Madeleine Worrall’s performance of Jane Eyre herself was truly outstanding. With her own slight madness, this Jane is presented as strong-willed, outspoken, and truly passionate about her own mind. Cookson’s adaptation made sure that this play stayed focused on the entirety of Jane’s life and story, rather than focusing exclusively or mainly at her romantic encounters. This is something that is different from the original novel, and truly highlights the resilience and opinions that Jane builds throughout the play. This adaptation was a very successful aspect of the play, as stripping away the sheer content of romance and interest in relationships that are included in the novel, it allows the audience to see Jane for who she is alone, without the men in her life; something that in that time would have determined who you were in society. Worrall’s Jane also recognises the forbidden sense of a woman defending herself against a man and makes it clear she wants to be seen as more than just somebody’s wife.
Jane’s relationship with Mr. Rochester, played by Felix Hayes, is presented as an emotionally freeing experience for both Jane and Rochester. And although it is clear that Rochester has a few of his own issues within his life, causing a slight madness and ‘peculiarity’ within him, Jane knows this and allows for her slight madness to show through as well, though fiercely making it clear she ‘is not an automaton’.
The use of ensemble movement I believe is what made this adaptation as powerful as it was. Not only did the cast become horses, hold window frames, and multi-roled as various characters throughout the play, they were also involved in sections of movement accompanied by the modern, adapted, folk music which created an expressionate way of showing emotions and being able to show the deaths of various characters. These dance-like sections allowed me as an audience member to connect on an emotionally deeper level than would have been possible through words alone.
The interesting, modern set that was used, rather resembled a playground that allowed the possibility of it becoming anything. The various levels perfectly allowed power inequalities to be shown but also was used well as becoming Lowood, Gateshead, and Thornfield. The simple combination of wooden planks and metal bars and ladders that made up was certainly very practical, something that in a sense reflects Jane as a character. The ladders however also allow for certain moments of madness that Jane has to be physically expressed in a successful way. When hanging off the rungs of a ladder, Jane looks in this moment, as the epitome of madness.
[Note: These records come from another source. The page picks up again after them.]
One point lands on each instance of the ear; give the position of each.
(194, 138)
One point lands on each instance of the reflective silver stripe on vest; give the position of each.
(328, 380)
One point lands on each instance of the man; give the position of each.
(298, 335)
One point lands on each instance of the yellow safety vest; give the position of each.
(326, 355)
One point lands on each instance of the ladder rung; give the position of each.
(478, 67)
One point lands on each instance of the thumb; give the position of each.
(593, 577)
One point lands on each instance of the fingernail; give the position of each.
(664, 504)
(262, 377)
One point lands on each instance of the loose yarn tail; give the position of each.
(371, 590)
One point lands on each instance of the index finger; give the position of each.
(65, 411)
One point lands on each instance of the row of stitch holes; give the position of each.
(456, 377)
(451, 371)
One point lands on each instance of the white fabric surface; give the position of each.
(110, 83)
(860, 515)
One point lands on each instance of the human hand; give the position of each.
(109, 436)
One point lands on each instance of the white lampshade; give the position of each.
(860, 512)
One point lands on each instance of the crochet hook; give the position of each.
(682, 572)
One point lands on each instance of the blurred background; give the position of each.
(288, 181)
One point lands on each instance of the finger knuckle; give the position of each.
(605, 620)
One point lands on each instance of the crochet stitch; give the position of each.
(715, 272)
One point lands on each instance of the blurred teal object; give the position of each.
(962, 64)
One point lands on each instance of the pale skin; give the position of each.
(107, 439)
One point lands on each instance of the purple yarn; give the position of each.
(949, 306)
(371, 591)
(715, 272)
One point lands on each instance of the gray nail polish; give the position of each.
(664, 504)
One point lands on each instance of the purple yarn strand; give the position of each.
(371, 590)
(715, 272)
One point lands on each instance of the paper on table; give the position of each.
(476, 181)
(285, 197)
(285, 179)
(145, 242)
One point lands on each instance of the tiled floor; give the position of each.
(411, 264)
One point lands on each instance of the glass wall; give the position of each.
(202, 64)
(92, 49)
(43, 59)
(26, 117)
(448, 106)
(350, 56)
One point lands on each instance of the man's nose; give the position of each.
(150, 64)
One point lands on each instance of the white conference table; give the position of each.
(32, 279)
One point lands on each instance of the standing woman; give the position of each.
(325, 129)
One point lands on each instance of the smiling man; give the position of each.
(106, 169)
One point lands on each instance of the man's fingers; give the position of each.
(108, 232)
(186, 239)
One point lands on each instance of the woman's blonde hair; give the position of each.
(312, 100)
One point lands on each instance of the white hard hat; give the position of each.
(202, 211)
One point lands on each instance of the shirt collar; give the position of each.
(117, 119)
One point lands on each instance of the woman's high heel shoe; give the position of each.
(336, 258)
However, one of the messages communicated through this adaptation is the fact that all people have their moments of madness, anger, and outrage, and that is it part of life.
Long white curtains were hung on all three sides of the stage, which allowed the beautiful lighting designs to fulfill the requirement of showing the location, time of day, and emotion whilst a scene was taking place.
One of the most interesting changes that Cookson made with this adaptation though, was the perception of Bertha, a perception that allows a totally regenerated look onto who Bertha really was, rather than who many people believe she was and is something that contrasts the creation of Bertha in most other productions of this production
Instead of the idea that Rochester’s wife is clinically insane (as she is shown in most other adaptations of this novel), foaming at the mouth and rightfully locked up, and encouraged to be hated by the audience, Cookson portrays her to be a powerful woman. It is only apparent some time into this play that the woman in red, played by Melanie Marshall, is actually Bertha. The deep notes she sings about passion and love, as well as her rich red gown, creates the impression that the only reason Bertha was perceived as mad was because of her inability to control her passions and anger.
Unlike in other performances, this audience is encouraged to think more deeply into Bertha as a character, and infer whether Bertha was perhaps not always mad, but was forced into madness by the control of her husband, or perhaps she isn’t mad at all. It also puts forward throughout the play that all women are slightly mad, but perhaps this is because of the suffocating society they lived in?
The choices made by Sally Cookson throughout this adaptation stripped away the confines of the old fashioned set and original perceptions of various characters. This outwardly feminist production was an utter success, allowing new ideas of the story to grow in audiences' minds, as well as helping them to consider the relevance of these outmoded gender roles in today’s society.